Full Faith and Credit shall be given in each State to the public acts, records, and judicial
proceedings of every other State. And the Congress may by general laws prescribe the
manner in which such acts, records and proceeding shall be proved, and the effect
thereof.
The Defense of Marriage Act (H.R.3396) is the resolution to these specific problems that
would be created if one State chooses to acknowledge same-sex marriage, on a federal level as
well as a State level. Since States created their laws regarding marriage licenses, DOMA protects
their laws against the “Full Faith and Credit Clause” under section 2: “Powers Reserved to the
States.” Many federal laws and acts referred to the words “marriage” and “spouse” numerous
times, with section 3 “definition of ‘marriage’ and ‘spouse’” DOMA protects these federal laws
in stating that the definition of “marriage” and “spouse” refers to the opposite sex, not same sex.
H.R. 3396 was motivated from the lawsuit in Hawaii, Baehr v. Lewin. The case was
about three homosexual couples, two lesbians and one gay couple, that filed for a marriage
application in the Department of Health (DOH) in Hawaii, December of 1990. Hawaii denied the
applications for the fact that Hawaii as a state did not permit same-sex marriages. In 1991, these
three couples filed a lawsuit in state courts, challenging the denial of the marriage licenses as a
violation of the Hawaii Constitution. The State court denied their argument. The plaintiffs
appealed it to the Hawaii Supreme Court in May 1993. Justice Levinson and Chief Justice Moon
stated that the denial of marriage licenses to same-sex couples constitutes discrimination on the
basis of sex. In Hawaii Constitution under the Equal Protection Clause both justices claimed that
sex is a “suspect category” which ruled that the marriage statute could be upheld only if the State
could satisfy the strict scrutiny test. Another Justice joined with Justice Levinson and Chief
Justice Moon to re-appeal the court’s dismissal of the case.

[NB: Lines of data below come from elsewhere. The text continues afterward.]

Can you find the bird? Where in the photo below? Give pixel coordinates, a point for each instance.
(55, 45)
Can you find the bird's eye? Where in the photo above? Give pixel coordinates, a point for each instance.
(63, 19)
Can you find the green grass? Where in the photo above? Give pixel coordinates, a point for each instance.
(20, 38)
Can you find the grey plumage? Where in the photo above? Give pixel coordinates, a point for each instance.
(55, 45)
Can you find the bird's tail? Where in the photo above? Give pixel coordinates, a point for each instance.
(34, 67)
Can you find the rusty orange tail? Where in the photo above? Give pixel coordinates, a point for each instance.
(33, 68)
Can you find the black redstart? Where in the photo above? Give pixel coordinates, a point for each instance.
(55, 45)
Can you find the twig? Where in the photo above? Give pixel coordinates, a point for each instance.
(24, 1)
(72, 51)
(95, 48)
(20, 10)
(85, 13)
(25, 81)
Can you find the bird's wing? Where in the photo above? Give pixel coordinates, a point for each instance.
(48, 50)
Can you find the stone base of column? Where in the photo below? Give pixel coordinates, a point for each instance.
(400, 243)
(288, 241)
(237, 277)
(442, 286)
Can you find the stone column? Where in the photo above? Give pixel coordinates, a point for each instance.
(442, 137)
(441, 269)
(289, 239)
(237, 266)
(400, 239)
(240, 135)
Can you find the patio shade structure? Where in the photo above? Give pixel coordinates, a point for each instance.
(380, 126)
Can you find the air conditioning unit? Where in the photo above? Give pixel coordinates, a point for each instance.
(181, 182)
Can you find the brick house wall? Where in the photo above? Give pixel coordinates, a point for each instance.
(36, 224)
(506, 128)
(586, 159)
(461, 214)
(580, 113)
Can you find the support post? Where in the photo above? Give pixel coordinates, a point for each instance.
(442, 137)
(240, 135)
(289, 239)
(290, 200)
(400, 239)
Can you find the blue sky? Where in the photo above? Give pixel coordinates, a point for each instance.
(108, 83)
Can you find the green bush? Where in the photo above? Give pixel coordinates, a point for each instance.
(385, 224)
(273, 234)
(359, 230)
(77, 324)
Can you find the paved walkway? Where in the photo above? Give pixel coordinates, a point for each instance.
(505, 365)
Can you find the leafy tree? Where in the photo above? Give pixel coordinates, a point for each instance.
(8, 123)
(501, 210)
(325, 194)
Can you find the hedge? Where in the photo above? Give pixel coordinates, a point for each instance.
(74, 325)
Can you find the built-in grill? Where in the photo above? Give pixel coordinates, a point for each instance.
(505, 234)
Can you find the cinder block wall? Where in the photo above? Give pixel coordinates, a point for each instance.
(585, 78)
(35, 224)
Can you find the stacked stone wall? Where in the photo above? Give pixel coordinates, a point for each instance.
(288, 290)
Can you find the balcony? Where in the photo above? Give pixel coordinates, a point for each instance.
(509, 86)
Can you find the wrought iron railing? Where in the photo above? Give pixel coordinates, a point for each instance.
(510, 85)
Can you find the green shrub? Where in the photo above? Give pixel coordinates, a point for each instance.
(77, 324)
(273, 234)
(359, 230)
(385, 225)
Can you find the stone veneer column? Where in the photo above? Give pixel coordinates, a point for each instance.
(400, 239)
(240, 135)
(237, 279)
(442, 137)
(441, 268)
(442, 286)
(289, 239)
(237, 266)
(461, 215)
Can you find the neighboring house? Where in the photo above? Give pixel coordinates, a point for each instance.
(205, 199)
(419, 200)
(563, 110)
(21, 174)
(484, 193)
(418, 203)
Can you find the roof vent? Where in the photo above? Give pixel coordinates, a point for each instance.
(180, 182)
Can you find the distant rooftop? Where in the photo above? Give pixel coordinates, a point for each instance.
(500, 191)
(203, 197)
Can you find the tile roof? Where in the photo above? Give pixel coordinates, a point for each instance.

Hawaii’s Constitution was then faced with the fact if their heterosexual marriage law was
unconstitutional. The case was sent back and from this trial Hawaii courts might require States to
issue marriage licenses to same-sex couples. Many in Hawaii were against the idea of same-sex
couples marriages and still believed that the state should license only heterosexual couples. As
Hawaii had the possibility of allowing same-sex couples to marry another issue arose from this
case: the obligation of other States to allow same-sex couples to marry due to the “Full Faith and
Credit Clause” as well as homosexual couples fighting for federal benefits under the same
clause.
This lawsuit threatened states in regards to their marriage laws and the definition of
marriage and spouse federal law. Congress enacted the Defense of Marriage Act (DOMA)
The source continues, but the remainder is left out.